Study Guide

On the Beach Pogo Stick

By Nevil Shute

Pogo Stick

When Dwight decides to buy gifts for his family, he gets the bright idea to buy his daughter a shiny new pogo stick. Turns out that pogo sticks are a lot harder to find than you might think. Hey, it's the end of the world; do you think the pogo-stick factories, of all things, are still up and running? Anyway, because of this difficulty, Dwight's quest for pogo nirvana eventually blooms to Gollum-like proportions.

First, we should note that Dwight's daughter Helen—along with the rest of his family—met their ends during World War III. That doesn't stop Dwight from acting like they're still alive, though. He eventually decides to buy each of them a gift, though that precious pogo stick remains elusive even after an exhaustive search. This leads to a classic catch-22: the harder Dwight looks, "the more it seemed to him that a Pogo stick was what he really wanted, and that nothing else would do" (6.194).

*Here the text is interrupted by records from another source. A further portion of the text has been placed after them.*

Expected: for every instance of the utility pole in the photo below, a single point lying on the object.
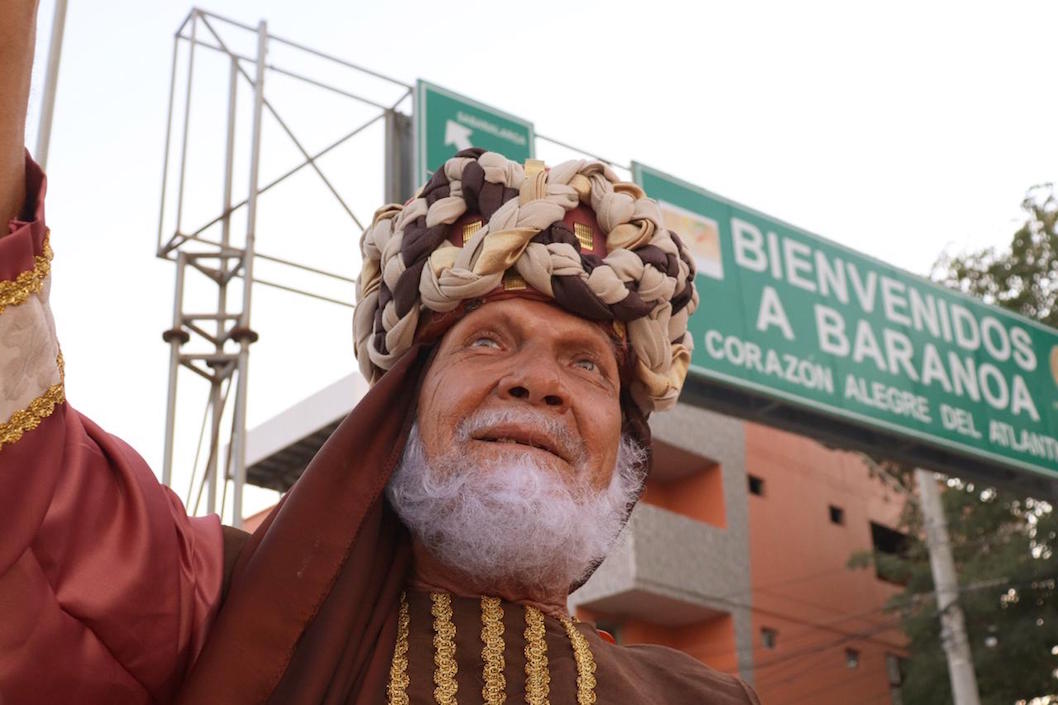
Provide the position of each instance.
(956, 645)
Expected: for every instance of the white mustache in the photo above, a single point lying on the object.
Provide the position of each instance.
(555, 430)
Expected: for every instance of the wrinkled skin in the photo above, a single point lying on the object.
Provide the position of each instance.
(522, 354)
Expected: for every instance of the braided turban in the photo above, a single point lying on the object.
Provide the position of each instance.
(639, 275)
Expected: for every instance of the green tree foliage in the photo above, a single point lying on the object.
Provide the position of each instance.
(1003, 545)
(1004, 556)
(1023, 277)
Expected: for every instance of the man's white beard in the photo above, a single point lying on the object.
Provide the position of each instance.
(512, 522)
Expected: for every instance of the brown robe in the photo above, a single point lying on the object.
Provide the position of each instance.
(311, 613)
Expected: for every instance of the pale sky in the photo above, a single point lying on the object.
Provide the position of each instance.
(895, 128)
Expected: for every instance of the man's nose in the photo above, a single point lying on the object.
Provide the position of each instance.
(535, 380)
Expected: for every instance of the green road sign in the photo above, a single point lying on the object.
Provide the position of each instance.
(447, 122)
(796, 319)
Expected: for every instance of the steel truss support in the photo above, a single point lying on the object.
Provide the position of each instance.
(215, 344)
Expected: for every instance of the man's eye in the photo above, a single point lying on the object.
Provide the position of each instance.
(587, 363)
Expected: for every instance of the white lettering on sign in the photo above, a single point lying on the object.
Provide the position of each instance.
(771, 313)
(766, 361)
(885, 311)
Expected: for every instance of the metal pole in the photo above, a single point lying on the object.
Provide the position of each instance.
(956, 645)
(187, 119)
(216, 399)
(239, 441)
(399, 178)
(168, 133)
(175, 341)
(51, 79)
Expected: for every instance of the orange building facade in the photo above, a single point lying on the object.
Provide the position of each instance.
(749, 531)
(737, 554)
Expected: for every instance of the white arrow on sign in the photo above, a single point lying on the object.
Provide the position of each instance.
(457, 134)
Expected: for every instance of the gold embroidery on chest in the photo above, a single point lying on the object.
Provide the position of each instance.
(444, 649)
(398, 670)
(585, 664)
(537, 680)
(494, 686)
(39, 409)
(16, 291)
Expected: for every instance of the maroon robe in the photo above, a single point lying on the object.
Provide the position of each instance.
(108, 590)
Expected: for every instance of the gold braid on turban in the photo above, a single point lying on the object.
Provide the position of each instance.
(642, 276)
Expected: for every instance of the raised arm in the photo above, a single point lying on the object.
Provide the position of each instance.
(107, 588)
(17, 33)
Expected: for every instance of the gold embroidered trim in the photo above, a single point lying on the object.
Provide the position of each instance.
(585, 664)
(39, 409)
(398, 670)
(444, 650)
(470, 229)
(494, 686)
(16, 291)
(584, 235)
(537, 680)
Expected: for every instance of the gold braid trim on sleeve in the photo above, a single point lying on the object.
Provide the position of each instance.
(398, 670)
(16, 291)
(585, 664)
(537, 680)
(494, 684)
(444, 650)
(39, 409)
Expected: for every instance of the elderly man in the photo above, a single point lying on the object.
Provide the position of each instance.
(518, 325)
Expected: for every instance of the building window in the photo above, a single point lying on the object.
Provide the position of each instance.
(895, 667)
(837, 516)
(852, 658)
(612, 628)
(890, 546)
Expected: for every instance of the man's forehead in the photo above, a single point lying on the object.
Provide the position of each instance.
(537, 318)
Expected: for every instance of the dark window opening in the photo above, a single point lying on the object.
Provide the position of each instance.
(890, 546)
(852, 658)
(612, 628)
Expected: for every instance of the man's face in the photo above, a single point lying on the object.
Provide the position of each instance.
(555, 372)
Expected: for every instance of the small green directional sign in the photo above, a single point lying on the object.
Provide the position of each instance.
(447, 122)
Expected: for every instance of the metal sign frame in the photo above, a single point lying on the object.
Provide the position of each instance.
(840, 427)
(422, 173)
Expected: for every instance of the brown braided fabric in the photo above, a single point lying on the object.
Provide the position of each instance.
(643, 276)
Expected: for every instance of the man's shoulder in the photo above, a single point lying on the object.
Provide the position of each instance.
(675, 675)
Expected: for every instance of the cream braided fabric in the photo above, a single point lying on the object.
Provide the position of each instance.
(645, 279)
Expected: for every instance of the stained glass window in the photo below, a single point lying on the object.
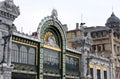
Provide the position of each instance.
(51, 60)
(23, 55)
(72, 65)
(31, 56)
(14, 53)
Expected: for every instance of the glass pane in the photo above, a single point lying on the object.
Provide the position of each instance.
(31, 56)
(23, 55)
(14, 54)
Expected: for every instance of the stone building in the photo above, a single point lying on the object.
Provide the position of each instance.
(106, 42)
(52, 52)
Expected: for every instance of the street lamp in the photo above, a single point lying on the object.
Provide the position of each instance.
(118, 55)
(6, 40)
(88, 75)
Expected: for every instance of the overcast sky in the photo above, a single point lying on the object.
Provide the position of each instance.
(93, 12)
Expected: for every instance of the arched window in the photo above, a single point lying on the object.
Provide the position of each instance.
(31, 56)
(14, 54)
(23, 55)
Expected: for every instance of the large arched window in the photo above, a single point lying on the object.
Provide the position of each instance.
(14, 54)
(31, 56)
(23, 55)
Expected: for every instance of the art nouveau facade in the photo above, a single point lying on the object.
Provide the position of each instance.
(45, 54)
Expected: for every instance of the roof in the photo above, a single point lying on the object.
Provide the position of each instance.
(113, 21)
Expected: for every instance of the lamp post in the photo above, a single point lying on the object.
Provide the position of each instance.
(6, 39)
(118, 55)
(118, 73)
(111, 67)
(88, 75)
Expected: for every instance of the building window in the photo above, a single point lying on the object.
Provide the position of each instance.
(104, 33)
(98, 74)
(105, 74)
(99, 34)
(93, 34)
(14, 54)
(23, 55)
(72, 66)
(94, 47)
(99, 48)
(31, 56)
(103, 47)
(51, 61)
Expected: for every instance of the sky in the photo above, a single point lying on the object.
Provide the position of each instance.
(70, 12)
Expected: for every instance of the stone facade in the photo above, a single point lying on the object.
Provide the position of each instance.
(52, 52)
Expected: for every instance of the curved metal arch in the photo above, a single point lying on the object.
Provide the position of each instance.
(48, 22)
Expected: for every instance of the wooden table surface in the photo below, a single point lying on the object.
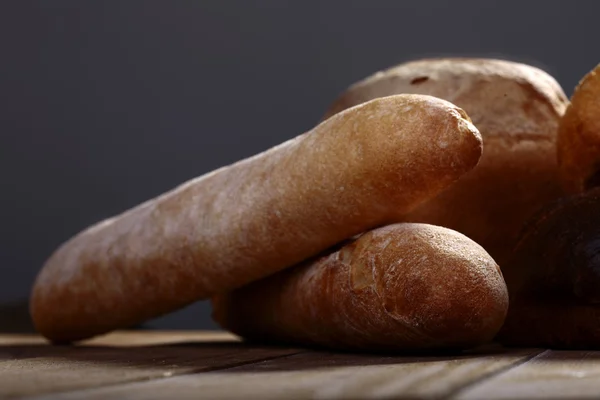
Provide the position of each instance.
(216, 365)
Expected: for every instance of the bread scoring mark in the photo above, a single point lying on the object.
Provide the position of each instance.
(362, 275)
(419, 79)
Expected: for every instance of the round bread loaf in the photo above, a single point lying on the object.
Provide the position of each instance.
(402, 287)
(517, 109)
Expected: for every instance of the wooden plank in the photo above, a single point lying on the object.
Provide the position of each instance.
(34, 368)
(324, 376)
(550, 375)
(129, 338)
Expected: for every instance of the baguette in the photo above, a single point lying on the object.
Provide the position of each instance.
(363, 168)
(517, 109)
(402, 287)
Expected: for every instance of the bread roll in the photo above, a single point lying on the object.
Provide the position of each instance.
(554, 279)
(360, 169)
(402, 287)
(579, 136)
(517, 109)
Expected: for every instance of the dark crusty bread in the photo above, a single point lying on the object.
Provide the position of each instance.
(579, 136)
(402, 287)
(517, 109)
(554, 279)
(360, 169)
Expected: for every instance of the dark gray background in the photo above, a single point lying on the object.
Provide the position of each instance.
(104, 104)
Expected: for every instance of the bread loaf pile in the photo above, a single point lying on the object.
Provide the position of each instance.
(383, 228)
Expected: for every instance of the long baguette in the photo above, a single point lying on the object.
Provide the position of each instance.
(363, 168)
(517, 109)
(403, 287)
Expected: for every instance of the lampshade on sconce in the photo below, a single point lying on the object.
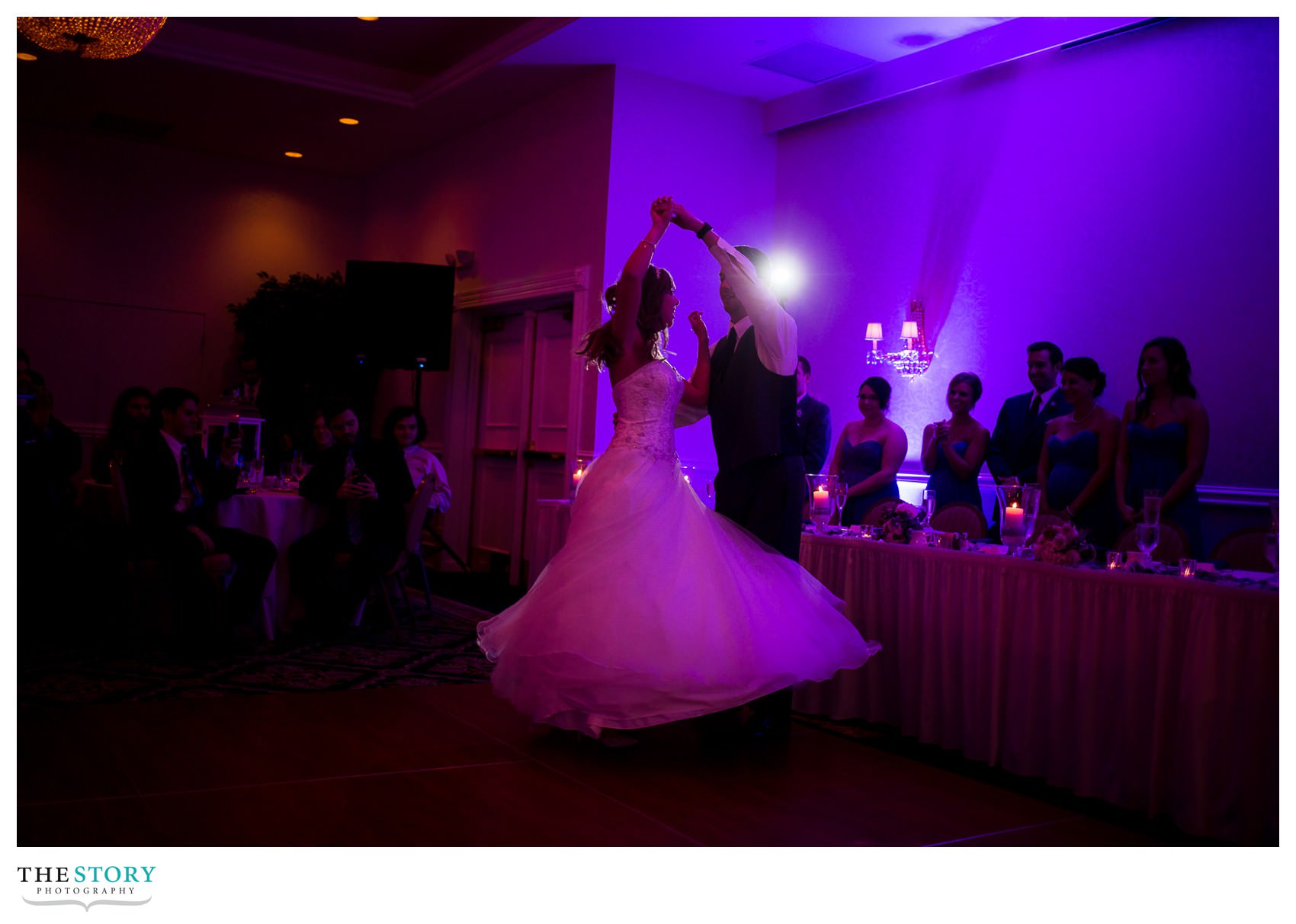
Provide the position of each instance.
(916, 358)
(92, 37)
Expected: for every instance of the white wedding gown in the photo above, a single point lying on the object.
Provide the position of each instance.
(659, 608)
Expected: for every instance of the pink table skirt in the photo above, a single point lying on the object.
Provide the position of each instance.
(1150, 692)
(283, 518)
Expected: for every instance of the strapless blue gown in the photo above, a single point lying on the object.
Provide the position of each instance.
(1073, 463)
(1157, 457)
(858, 463)
(951, 489)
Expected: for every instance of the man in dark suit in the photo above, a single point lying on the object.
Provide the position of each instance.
(753, 409)
(814, 423)
(1019, 433)
(366, 485)
(172, 492)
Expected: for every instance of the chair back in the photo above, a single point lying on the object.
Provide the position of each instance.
(961, 518)
(416, 512)
(1172, 547)
(118, 505)
(1044, 521)
(1243, 550)
(874, 518)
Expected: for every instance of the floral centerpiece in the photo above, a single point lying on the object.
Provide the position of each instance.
(1062, 544)
(901, 521)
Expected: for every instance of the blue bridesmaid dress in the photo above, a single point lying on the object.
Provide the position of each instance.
(1075, 460)
(857, 464)
(1157, 457)
(951, 489)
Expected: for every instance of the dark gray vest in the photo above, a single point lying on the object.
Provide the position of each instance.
(753, 410)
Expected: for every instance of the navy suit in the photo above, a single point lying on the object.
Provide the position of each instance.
(814, 431)
(1019, 437)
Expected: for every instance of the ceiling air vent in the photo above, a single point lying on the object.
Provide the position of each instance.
(812, 63)
(129, 125)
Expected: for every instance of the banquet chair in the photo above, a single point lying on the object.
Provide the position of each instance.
(875, 513)
(1243, 550)
(961, 518)
(1172, 546)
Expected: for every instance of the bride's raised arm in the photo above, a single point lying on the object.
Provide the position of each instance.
(630, 285)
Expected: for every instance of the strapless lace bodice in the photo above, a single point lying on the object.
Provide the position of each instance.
(646, 403)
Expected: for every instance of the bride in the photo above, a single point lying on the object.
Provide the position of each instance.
(657, 608)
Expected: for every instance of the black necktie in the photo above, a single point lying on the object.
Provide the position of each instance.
(187, 474)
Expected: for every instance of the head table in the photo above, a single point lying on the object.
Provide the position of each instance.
(281, 516)
(1153, 692)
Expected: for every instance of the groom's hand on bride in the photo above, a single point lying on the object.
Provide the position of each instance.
(686, 220)
(695, 320)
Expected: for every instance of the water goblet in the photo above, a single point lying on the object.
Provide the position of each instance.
(1147, 535)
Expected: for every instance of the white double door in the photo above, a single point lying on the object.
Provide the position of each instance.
(521, 427)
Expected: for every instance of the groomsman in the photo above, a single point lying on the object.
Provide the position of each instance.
(814, 423)
(1019, 433)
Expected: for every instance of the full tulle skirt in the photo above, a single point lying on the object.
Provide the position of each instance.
(659, 609)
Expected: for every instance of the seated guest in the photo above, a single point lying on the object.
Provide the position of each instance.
(868, 454)
(366, 485)
(319, 438)
(814, 423)
(1079, 455)
(406, 428)
(172, 492)
(954, 449)
(1164, 438)
(1019, 432)
(130, 420)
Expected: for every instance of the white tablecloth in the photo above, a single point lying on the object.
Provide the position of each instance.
(281, 518)
(1151, 692)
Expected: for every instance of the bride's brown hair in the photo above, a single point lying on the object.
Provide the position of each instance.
(601, 348)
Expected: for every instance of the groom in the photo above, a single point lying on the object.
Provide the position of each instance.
(753, 407)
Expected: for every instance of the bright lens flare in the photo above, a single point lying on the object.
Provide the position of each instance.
(786, 275)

But wait just a nostrilpickin' minute. Can you remember where Dwight got the pogo stick idea in the first place? That's right—it happened when he stumbled across Moira's childhood pogo stick while he was poking around her garage. At that point, he happily declared that "it's kind of fun, looking at other people's toys and trying to think what they must have looked like at that age" (4.306).

This makes us think that something else is going on—that the pogo stick represents innocence (and, specifically, the innocence of childhood) to Dwight. We don't know about you, but we'd imagine that the thought of innocent childhood times would be quite comforting in a post-apocalyptic, soon-to-be wasteland.